NNHIP sites making real progress are those willing to:

  • Sit with discomfort
  • Resist narrowing success to hospital flow alone
  • Start with communities, not services

Instead of asking only about front‑door impact, they are asking:

  • What matters to people locally?
  • How are we working with local authorities and the voluntary sector?
  • How are we addressing the root causes of demand?

These questions don’t always produce immediate results but over time, they are the only way to genuinely bend the curve.


Unlocking bottom‑up energy

A final challenge is energy. Frontline teams are under immense pressure and asking them to “do neighbourhood health” on top of everything else risks burning people out.

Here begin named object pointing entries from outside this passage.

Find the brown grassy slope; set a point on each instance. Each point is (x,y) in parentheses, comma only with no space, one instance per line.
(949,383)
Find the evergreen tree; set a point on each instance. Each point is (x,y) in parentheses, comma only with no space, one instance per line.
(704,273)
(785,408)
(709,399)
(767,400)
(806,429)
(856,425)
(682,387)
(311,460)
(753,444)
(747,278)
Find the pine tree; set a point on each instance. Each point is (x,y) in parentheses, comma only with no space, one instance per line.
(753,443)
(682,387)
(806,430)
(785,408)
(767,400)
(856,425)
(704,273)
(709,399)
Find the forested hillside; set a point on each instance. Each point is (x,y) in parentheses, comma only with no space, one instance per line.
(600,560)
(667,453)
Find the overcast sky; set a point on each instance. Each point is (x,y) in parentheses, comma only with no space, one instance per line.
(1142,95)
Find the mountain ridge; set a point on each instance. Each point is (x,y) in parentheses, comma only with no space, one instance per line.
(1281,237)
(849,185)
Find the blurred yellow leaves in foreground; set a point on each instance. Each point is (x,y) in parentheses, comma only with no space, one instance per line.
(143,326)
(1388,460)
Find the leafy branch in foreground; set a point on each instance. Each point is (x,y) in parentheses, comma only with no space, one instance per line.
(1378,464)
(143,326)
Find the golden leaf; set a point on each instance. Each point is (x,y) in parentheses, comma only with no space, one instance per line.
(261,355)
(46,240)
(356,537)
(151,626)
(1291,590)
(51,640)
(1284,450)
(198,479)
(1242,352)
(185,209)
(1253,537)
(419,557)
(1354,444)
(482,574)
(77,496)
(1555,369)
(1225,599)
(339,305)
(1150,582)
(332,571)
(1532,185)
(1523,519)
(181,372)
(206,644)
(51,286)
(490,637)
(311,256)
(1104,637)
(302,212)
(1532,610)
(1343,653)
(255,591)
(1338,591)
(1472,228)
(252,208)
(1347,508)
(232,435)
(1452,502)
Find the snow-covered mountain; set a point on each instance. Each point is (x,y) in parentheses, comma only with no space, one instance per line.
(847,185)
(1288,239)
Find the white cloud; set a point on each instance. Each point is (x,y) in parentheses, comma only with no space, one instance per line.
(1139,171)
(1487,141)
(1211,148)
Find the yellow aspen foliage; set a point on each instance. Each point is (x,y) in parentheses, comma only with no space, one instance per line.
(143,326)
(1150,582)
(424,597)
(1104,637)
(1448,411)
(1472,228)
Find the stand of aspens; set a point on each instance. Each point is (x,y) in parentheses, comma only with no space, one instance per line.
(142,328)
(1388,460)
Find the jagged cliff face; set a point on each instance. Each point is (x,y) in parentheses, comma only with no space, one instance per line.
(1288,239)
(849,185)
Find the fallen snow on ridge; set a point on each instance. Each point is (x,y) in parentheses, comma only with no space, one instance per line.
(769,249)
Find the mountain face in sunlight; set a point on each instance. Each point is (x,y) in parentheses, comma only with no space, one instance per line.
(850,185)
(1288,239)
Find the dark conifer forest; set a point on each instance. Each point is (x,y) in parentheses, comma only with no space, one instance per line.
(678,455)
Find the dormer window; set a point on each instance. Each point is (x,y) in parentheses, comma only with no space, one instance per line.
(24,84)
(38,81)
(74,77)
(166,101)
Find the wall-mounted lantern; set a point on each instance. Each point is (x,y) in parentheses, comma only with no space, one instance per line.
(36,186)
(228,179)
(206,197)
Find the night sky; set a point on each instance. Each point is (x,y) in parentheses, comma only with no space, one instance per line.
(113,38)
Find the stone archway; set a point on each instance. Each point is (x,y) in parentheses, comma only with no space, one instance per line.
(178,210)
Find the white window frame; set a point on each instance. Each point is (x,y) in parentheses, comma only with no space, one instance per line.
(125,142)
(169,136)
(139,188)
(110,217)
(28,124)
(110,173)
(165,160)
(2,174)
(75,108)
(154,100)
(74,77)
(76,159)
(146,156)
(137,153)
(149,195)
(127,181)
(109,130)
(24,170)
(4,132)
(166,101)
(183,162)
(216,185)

The lesson from NNHIP is clear: you have to invest in teams.

That means:

  • Creating protected headspace for teams to work together
  • Avoiding constant reorganisation without support
  • Investing in teamwork, not just task allocation
  • Using data and digital tools to reduce friction

When teams are given time and permission to talk, the results can be remarkable. Barriers that have existed for years are sometimes resolved in minutes- simply because the right people are finally in the same room.


A cautious optimism

So, is there reason to be hopeful?

Yes because momentum is building. More systems are recognising neighbourhood health as a whole‑system endeavour, not a primary care initiative in disguise. Local authorities and the voluntary sector are increasingly seen not as partners on the edge, but as central to success.

NNHIP is still at an early stage- the first rungs on a very tall ladder. But the direction of travel is clear.

Neighbourhood health works when we focus less on structures and more on people. When we start with communities. And when leaders at every level create the conditions for trust, collaboration and learning.

That may not be easy but it is finally starting to feel possible.